The problem that I have to solve is:
If the following function is valid for every value of $x$
$f(3x + 1) = 9x^2 + 3x$
find the function $f(x)$ and prove that for every $x\in\mathbb R$ the following is valid: $f(2x) - 4f(x) = 2x$
The problem that I have to solve is:
If the following function is valid for every value of $x$
$f(3x + 1) = 9x^2 + 3x$
find the function $f(x)$ and prove that for every $x\in\mathbb R$ the following is valid: $f(2x) - 4f(x) = 2x$
Hint: $3x+1=y \Rightarrow x= \frac{y-1}{3}$. So replace $x$ by $\frac{y-1}{3}$ and magic happens.
$\rm \dfrac{f(3x\!+\!1)}{3x\!+\!1} = 3x\:\Rightarrow \dfrac{f(z)}z = z\!-\!1\:\Rightarrow \dfrac{f(2x)\!-\!4f(x)}{2x} = \color{#0A0}{\dfrac{f(2x)}{2x}}- 2 \color{#C00}{\dfrac{f(x)}x} = \color{#0A0}{2x\!-\!1} - 2(\color{#C00}{x\!-\!1}) = 1$
Remark $\ $ The point of presenting it like this is to emphasize how exploiting the innate linear structure serves to simplify the calculations (from nonlinear to linear).
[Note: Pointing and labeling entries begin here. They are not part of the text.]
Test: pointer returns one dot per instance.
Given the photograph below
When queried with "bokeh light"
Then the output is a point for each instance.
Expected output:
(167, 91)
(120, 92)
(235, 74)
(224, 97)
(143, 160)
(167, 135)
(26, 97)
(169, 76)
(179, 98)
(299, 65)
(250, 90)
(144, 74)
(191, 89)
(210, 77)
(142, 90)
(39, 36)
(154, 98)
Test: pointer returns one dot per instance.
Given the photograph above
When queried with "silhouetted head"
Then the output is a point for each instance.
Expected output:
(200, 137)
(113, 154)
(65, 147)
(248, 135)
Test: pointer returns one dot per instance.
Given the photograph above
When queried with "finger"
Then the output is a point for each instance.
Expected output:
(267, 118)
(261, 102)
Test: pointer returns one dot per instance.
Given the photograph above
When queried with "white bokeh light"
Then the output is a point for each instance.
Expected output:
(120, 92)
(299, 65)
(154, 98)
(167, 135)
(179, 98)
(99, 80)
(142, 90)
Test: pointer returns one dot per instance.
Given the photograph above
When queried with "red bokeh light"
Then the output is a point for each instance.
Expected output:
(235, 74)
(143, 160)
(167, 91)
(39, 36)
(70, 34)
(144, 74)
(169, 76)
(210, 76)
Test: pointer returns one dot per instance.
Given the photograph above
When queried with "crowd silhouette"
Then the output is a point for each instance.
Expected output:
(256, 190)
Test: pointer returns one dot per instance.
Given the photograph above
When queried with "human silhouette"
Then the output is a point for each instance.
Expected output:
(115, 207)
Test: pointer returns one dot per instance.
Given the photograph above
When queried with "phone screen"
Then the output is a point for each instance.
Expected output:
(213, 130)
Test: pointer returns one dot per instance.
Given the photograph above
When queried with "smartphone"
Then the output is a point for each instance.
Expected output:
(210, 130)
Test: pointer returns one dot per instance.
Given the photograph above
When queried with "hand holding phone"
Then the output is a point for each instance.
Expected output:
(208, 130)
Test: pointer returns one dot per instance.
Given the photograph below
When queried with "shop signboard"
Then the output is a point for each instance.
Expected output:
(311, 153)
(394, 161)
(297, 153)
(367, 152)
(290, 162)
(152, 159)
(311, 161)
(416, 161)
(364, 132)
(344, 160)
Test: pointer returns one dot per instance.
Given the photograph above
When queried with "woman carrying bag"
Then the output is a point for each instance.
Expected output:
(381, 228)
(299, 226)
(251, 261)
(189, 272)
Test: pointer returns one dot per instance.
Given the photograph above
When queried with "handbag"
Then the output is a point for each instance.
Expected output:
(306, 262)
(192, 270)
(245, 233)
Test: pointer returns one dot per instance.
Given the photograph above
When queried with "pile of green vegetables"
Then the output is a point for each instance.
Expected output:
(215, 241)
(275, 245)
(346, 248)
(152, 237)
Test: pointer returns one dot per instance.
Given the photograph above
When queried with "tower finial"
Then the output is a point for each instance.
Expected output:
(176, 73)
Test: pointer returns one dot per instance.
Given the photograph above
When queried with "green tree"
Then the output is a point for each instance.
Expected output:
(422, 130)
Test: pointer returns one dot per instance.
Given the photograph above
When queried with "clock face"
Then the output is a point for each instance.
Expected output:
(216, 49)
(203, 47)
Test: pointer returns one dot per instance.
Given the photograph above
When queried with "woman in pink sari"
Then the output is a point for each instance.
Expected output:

In less trivial problems this can yield much greater simplifications (e.g. in operator calculus with $q$-difference operators).
Here $f(3x+1)=3x(3x+1)=((3x+1)-1)(3x+1)$ $\implies f(x)=(x-1)x=x^2-x$ $\implies f(2x)-4f(x)=4x^2-2x-4x^2+4x=2x$
In general, just let $3x+1=t$ and express $x$ in terms of $t$ and substitute in $f(t)$